Después de dejarse deslumbrar por la fachada de Gil de Siloé, con las figuras de los salvajes, que quizá sean la primera representación de los nativos de América. Una vez dentro del edificio, en el primer patio, vemos una pequeña placa que nos conmemora a Bartolomé de las Casas. A pesar de toda la realidad histórica, en letra grande sólo va destacado el nombre de Las Casas, de modo más discreto se explica que “Las Casas defendió la dignidad de los Indios frente a la razón de Estado representada por Juan Ginés de Sepúlveda”. No hay un tópico más manido que la falsa atribución a Las Casas de la defensa de indios y de su dignidad. Pero este es sólo el primer indicio de lo profundo que ha calado la Leyenda Negra en la cultura española. Al mayor causante de la Leyenda Negra contra España, aunque sea de modo indirecto, le rinde tributo las autoridades del museo de San Gregorio. Descorazonador.
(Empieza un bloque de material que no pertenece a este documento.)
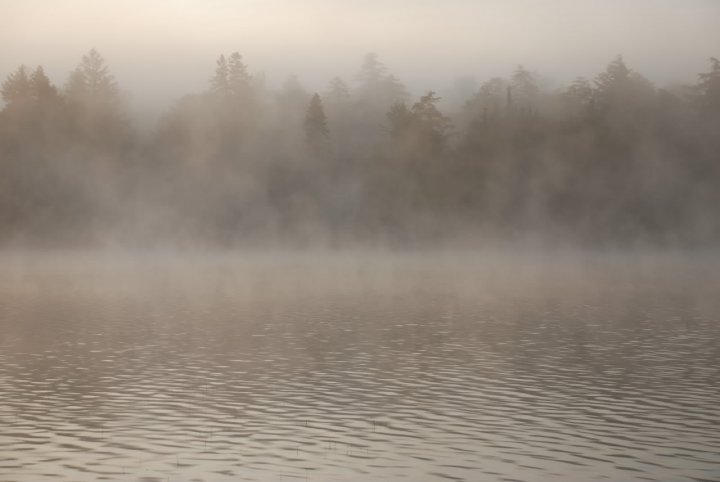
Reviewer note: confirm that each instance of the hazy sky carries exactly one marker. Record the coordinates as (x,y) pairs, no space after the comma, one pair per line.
(161,49)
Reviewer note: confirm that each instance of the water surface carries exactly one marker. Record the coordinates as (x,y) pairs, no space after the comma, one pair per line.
(355,368)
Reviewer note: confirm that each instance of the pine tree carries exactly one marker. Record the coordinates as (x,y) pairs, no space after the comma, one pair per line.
(17,87)
(316,131)
(219,84)
(238,79)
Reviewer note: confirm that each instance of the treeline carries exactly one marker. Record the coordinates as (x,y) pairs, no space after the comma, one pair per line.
(607,161)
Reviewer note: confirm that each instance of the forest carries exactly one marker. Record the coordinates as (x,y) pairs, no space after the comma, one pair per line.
(610,161)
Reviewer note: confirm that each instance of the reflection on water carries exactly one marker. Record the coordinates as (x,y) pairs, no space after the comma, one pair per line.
(335,369)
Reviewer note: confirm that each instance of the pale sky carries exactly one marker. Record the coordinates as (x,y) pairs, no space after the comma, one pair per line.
(161,49)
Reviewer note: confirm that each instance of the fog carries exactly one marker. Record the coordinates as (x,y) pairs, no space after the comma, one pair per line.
(359,124)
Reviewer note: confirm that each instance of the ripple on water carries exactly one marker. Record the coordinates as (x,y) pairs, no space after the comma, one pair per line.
(356,382)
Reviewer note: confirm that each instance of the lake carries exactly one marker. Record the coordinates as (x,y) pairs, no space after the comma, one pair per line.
(359,367)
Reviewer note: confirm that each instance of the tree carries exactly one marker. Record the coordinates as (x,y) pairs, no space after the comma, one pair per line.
(17,87)
(316,131)
(238,79)
(709,88)
(219,84)
(524,90)
(41,88)
(433,125)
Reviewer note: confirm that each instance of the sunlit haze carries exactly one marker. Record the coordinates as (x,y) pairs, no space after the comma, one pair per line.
(159,50)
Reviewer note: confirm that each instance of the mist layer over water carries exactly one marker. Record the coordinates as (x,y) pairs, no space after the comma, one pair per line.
(411,367)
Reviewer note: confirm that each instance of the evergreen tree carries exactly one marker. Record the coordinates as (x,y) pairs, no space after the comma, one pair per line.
(219,84)
(238,79)
(17,87)
(316,131)
(709,88)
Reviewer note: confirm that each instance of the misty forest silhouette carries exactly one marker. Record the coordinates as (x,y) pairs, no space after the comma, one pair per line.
(612,160)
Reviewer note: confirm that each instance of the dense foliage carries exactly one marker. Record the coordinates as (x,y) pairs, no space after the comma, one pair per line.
(608,161)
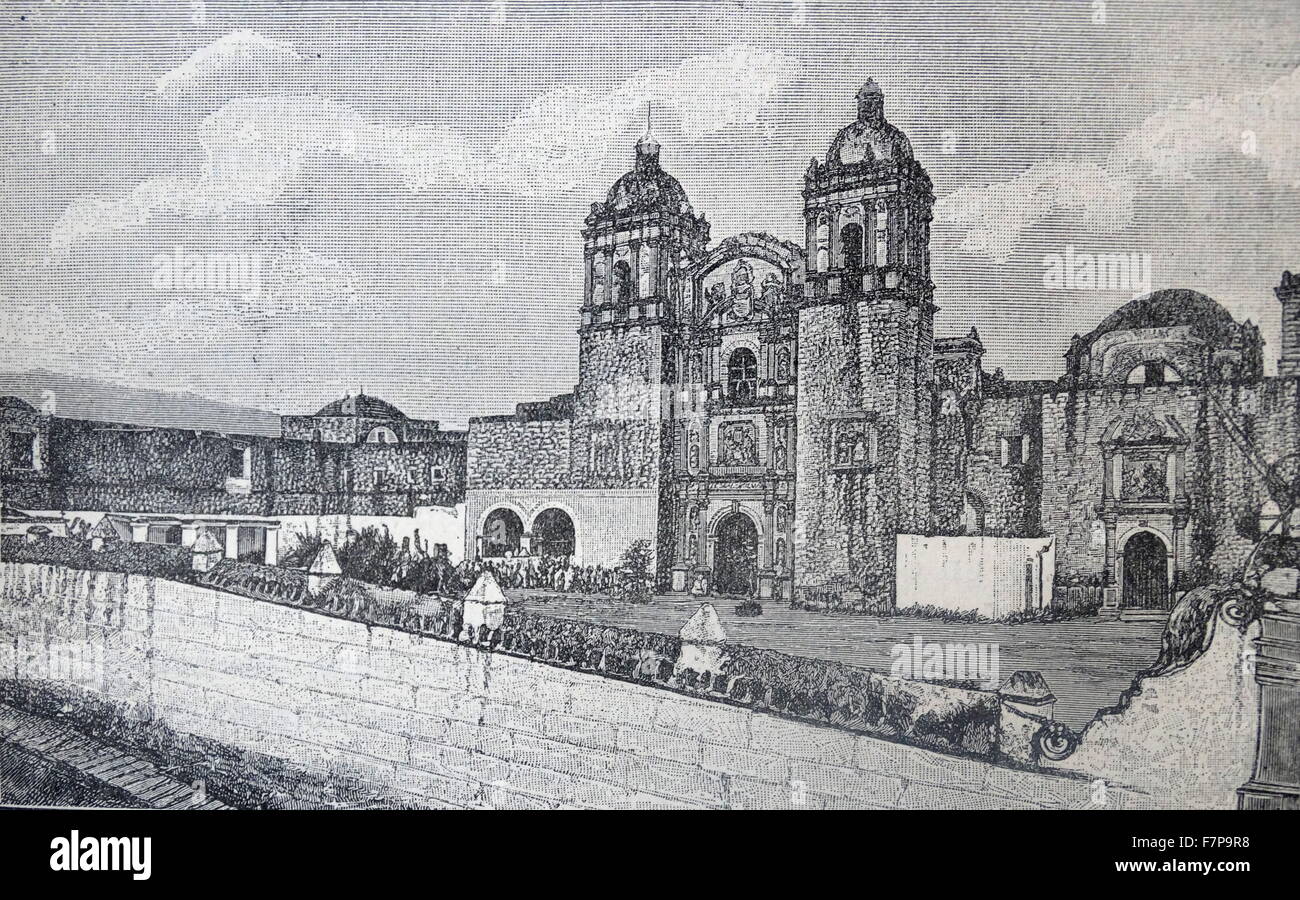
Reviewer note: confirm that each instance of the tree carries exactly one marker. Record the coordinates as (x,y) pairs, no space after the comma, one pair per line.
(635,566)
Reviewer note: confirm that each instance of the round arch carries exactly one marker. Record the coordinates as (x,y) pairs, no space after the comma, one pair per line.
(554,531)
(501,528)
(736,550)
(1144,559)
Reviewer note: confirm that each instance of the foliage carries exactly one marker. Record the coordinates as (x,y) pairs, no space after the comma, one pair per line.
(134,558)
(635,565)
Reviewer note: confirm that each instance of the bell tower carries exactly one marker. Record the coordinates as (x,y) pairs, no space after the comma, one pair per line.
(635,246)
(865,357)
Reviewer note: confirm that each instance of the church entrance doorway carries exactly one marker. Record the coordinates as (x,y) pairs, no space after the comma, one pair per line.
(1145,572)
(736,555)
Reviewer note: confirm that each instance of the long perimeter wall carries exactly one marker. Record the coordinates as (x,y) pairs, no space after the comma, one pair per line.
(451,725)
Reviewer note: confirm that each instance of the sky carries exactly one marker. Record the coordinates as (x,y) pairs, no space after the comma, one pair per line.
(408,181)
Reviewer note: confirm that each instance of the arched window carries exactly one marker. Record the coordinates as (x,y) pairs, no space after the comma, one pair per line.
(882,233)
(742,375)
(850,241)
(1153,373)
(1269,515)
(973,514)
(622,281)
(553,533)
(502,533)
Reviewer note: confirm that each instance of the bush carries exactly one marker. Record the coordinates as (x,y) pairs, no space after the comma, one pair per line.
(159,559)
(635,565)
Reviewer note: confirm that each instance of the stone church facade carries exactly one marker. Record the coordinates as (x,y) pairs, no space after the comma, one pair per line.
(772,416)
(774,419)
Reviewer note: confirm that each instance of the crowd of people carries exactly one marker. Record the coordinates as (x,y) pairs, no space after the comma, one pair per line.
(545,572)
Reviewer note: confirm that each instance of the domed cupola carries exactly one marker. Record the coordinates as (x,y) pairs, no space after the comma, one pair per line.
(867,207)
(870,138)
(645,189)
(637,242)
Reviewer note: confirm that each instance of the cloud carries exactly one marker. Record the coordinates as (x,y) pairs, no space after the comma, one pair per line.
(1182,142)
(995,216)
(239,50)
(1174,145)
(255,147)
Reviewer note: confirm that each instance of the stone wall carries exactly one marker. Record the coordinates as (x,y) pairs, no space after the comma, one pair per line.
(1008,492)
(618,437)
(506,453)
(122,468)
(1187,730)
(828,388)
(449,725)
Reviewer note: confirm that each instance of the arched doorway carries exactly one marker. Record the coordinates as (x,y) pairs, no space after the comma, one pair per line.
(502,532)
(736,555)
(553,533)
(1145,572)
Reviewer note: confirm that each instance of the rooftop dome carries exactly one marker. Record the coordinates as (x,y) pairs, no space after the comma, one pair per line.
(1169,308)
(648,187)
(363,407)
(870,138)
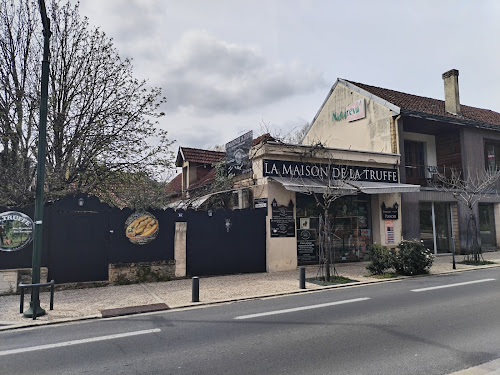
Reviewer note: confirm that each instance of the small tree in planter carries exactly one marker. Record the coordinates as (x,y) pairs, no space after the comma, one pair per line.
(413,258)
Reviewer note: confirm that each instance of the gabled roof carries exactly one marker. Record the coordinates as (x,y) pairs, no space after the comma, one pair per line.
(197,155)
(174,186)
(418,106)
(409,102)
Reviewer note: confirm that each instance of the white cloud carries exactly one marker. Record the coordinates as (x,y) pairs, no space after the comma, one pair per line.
(204,75)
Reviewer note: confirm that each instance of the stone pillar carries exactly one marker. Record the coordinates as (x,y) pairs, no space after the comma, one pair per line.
(180,249)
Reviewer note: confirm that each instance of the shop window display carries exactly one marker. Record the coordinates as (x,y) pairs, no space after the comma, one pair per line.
(351,232)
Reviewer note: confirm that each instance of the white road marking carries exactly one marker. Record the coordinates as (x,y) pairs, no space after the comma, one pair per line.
(452,285)
(76,342)
(276,312)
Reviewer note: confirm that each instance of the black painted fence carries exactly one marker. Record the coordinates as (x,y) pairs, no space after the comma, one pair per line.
(79,242)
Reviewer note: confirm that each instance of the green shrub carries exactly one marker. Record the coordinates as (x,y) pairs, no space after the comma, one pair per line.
(381,257)
(413,258)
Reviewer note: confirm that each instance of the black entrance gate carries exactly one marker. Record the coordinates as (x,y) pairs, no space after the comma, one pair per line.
(226,242)
(78,241)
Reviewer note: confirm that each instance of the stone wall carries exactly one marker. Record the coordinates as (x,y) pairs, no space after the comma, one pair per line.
(126,273)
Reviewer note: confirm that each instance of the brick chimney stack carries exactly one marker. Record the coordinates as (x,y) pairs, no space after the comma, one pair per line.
(451,96)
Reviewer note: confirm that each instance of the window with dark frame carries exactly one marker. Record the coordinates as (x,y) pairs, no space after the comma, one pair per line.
(492,155)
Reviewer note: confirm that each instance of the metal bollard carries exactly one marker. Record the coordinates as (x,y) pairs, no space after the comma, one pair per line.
(302,277)
(196,290)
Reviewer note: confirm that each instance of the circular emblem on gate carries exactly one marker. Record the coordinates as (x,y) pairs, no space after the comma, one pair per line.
(141,227)
(16,230)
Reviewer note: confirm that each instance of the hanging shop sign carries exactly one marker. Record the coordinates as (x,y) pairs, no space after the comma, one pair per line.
(389,232)
(293,169)
(260,203)
(353,112)
(282,222)
(390,213)
(16,230)
(237,158)
(141,228)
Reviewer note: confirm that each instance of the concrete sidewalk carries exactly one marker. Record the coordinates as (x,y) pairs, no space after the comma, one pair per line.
(89,303)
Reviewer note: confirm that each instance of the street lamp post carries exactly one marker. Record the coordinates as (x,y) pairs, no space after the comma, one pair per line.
(35,308)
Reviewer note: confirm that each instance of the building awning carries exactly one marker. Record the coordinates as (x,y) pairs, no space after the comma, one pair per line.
(343,187)
(309,185)
(369,187)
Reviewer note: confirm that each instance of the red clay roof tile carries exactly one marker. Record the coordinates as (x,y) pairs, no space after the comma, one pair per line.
(431,106)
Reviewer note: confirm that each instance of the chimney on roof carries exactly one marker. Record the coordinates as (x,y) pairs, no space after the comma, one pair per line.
(451,97)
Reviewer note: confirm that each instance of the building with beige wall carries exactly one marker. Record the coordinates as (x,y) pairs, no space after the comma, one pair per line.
(383,148)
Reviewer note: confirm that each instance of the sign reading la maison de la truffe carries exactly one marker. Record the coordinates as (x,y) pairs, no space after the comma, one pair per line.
(293,169)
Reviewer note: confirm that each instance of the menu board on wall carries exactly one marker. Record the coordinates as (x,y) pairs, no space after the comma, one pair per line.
(306,246)
(282,222)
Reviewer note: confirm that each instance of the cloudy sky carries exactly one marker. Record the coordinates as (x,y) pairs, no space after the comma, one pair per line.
(229,66)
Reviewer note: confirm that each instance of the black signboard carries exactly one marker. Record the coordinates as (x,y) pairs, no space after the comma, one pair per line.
(282,222)
(390,213)
(260,203)
(294,169)
(306,246)
(237,158)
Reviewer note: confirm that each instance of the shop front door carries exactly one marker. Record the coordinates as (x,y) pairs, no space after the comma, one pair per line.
(435,226)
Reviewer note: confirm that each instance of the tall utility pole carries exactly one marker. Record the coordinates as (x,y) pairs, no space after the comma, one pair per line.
(35,308)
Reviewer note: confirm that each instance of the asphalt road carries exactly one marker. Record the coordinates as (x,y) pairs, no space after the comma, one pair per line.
(387,328)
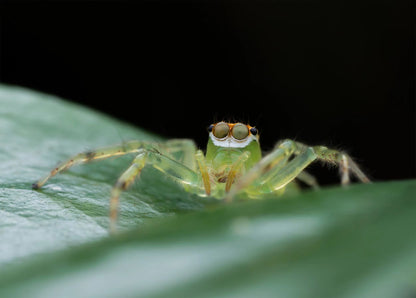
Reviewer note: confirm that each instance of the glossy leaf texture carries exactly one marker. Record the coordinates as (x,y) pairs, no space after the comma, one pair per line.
(357,241)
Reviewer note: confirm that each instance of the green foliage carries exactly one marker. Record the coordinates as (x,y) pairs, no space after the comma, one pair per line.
(339,242)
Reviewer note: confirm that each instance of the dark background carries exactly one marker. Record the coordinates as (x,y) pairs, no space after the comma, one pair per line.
(339,73)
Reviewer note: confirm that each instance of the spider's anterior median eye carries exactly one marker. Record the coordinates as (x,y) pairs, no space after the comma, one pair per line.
(221,130)
(240,131)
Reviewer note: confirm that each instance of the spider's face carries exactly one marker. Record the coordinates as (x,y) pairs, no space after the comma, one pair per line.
(227,141)
(232,135)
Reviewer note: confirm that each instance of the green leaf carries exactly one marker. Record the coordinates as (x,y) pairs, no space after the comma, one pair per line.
(36,132)
(338,242)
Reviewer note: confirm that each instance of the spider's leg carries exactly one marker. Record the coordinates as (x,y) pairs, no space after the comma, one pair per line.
(102,153)
(275,180)
(271,164)
(182,150)
(342,159)
(308,179)
(235,168)
(173,169)
(200,159)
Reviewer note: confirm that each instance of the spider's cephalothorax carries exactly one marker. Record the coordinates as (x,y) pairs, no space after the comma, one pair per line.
(233,164)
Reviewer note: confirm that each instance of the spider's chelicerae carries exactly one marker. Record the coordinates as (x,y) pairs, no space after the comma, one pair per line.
(232,164)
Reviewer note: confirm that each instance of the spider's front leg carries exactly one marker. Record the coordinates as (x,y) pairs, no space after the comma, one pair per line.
(102,153)
(180,173)
(275,170)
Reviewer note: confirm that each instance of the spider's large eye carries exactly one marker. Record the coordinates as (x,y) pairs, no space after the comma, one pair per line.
(221,130)
(240,131)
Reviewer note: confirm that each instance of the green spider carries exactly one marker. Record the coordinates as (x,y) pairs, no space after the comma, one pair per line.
(232,165)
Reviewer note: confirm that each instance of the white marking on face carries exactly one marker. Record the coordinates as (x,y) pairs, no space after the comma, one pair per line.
(230,142)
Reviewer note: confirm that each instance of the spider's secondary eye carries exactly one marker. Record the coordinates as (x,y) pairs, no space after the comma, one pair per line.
(240,131)
(254,131)
(221,130)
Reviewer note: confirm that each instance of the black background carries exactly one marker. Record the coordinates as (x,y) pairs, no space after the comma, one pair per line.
(339,73)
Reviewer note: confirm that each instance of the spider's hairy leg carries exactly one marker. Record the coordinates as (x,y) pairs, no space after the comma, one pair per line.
(235,168)
(272,163)
(346,164)
(275,180)
(101,153)
(170,167)
(308,179)
(200,159)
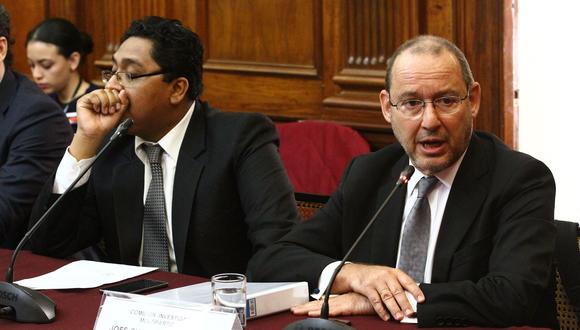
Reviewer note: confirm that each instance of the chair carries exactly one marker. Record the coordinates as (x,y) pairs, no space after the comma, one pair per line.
(309,204)
(567,260)
(315,153)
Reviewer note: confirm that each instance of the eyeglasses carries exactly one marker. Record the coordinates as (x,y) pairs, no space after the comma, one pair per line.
(414,108)
(125,78)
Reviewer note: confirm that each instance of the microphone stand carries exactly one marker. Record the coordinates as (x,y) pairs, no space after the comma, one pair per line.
(323,322)
(23,304)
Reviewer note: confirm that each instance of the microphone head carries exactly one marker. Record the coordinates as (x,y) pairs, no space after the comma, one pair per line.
(122,128)
(406,175)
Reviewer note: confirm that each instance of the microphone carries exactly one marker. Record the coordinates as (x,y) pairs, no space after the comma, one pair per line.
(23,304)
(323,322)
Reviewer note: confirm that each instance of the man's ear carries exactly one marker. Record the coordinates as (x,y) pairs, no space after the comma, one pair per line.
(179,88)
(3,48)
(475,99)
(74,60)
(386,109)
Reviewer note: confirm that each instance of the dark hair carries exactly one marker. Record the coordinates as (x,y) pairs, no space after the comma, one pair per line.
(5,32)
(428,44)
(64,35)
(176,49)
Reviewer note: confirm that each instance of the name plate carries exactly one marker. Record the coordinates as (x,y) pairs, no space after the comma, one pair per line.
(125,311)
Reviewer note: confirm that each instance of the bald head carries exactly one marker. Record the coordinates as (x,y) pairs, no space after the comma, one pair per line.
(430,45)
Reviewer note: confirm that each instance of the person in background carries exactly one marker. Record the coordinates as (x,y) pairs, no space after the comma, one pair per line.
(55,49)
(190,189)
(33,136)
(468,242)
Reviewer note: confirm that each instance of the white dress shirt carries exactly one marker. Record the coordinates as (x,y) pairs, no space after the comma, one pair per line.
(69,168)
(437,201)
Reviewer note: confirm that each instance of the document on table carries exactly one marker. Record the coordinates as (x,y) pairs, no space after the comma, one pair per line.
(84,274)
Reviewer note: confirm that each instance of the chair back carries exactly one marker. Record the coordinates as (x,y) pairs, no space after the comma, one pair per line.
(315,153)
(309,204)
(567,260)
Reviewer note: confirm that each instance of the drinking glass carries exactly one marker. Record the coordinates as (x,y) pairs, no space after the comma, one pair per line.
(229,290)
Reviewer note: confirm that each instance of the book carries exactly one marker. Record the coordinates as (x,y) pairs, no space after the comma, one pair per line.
(262,298)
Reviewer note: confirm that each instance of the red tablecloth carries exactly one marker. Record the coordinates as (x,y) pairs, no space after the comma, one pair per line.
(77,309)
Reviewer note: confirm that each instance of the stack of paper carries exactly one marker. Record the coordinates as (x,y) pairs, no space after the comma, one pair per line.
(262,298)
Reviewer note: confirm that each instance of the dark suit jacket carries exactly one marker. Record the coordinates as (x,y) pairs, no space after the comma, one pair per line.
(34,133)
(492,262)
(231,197)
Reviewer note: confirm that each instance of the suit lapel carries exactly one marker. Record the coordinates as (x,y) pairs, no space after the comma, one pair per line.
(465,198)
(8,88)
(128,204)
(187,174)
(385,235)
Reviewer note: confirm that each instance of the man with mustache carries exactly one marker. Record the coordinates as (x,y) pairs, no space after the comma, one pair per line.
(190,189)
(468,242)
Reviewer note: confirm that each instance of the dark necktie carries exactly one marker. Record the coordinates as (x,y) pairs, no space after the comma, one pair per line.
(416,233)
(155,242)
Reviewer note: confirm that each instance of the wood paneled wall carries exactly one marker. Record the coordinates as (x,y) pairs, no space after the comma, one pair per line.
(306,59)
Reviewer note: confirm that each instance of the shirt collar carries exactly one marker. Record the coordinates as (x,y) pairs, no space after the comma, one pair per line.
(171,142)
(445,176)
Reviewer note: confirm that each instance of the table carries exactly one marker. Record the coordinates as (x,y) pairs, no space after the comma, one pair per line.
(77,309)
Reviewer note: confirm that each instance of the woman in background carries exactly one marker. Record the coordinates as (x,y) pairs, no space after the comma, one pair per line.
(55,49)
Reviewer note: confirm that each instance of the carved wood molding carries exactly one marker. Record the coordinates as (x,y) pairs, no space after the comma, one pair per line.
(257,67)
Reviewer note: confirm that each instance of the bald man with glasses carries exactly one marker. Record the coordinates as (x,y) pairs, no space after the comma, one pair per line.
(469,242)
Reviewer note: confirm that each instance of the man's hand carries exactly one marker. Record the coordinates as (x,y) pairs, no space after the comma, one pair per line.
(382,286)
(345,304)
(97,114)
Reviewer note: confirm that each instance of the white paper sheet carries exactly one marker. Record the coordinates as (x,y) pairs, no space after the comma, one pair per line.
(84,274)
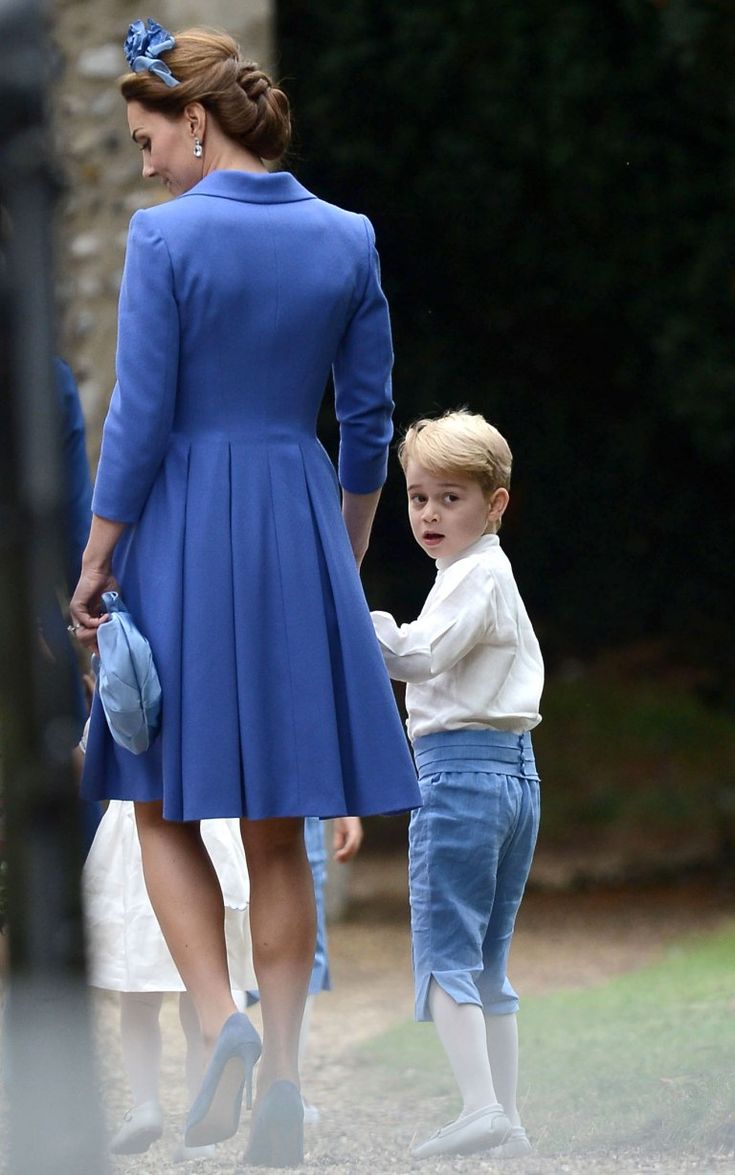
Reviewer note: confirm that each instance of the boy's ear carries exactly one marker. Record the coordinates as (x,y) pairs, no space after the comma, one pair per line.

A medida que nos adentramos en las salas que exponen las obras maestras de Berruguete, Juan de Juni, Juan de Mena y otros maestros, los comentarios sobre las obras y las épocas que aparecen en las paredes son cada vez más desconcertantes. Parece hechos por ideólogos de la Leyenda Negra. Enseguida recuerdas el libro de Philip W. Powell El árbol de odio, donde se describe el desarrollo de la leyenda negra antiespañola. Uno de sus artículos está dedicado a la imagen de Felipe II creado ya a finales del siglo XVI y renovado durante la Ilustración, especialmente por el drama de Schiller Don Karlos, infant von Spanien y popularizada por la opera de Guiseppe Verdi Don Carlos. Aquí Felipe II sale retratado poco menos que un demonio de crueldad. Los comentarios del Museo Nacional de Escultura no se alejan mucho de esta falsedad histórica: la España de Felipe II se caracterizaba por “el ambiente se volvió antihumanista y severo.”
Pareciera que viviéramos en la época del gabacho Gautier que consideraba el Monasterio de El Escorial una guarida del demonio del Sur. ¡Para qué tanto libro contra la Leyenda Negra si está instalada en los museos de España!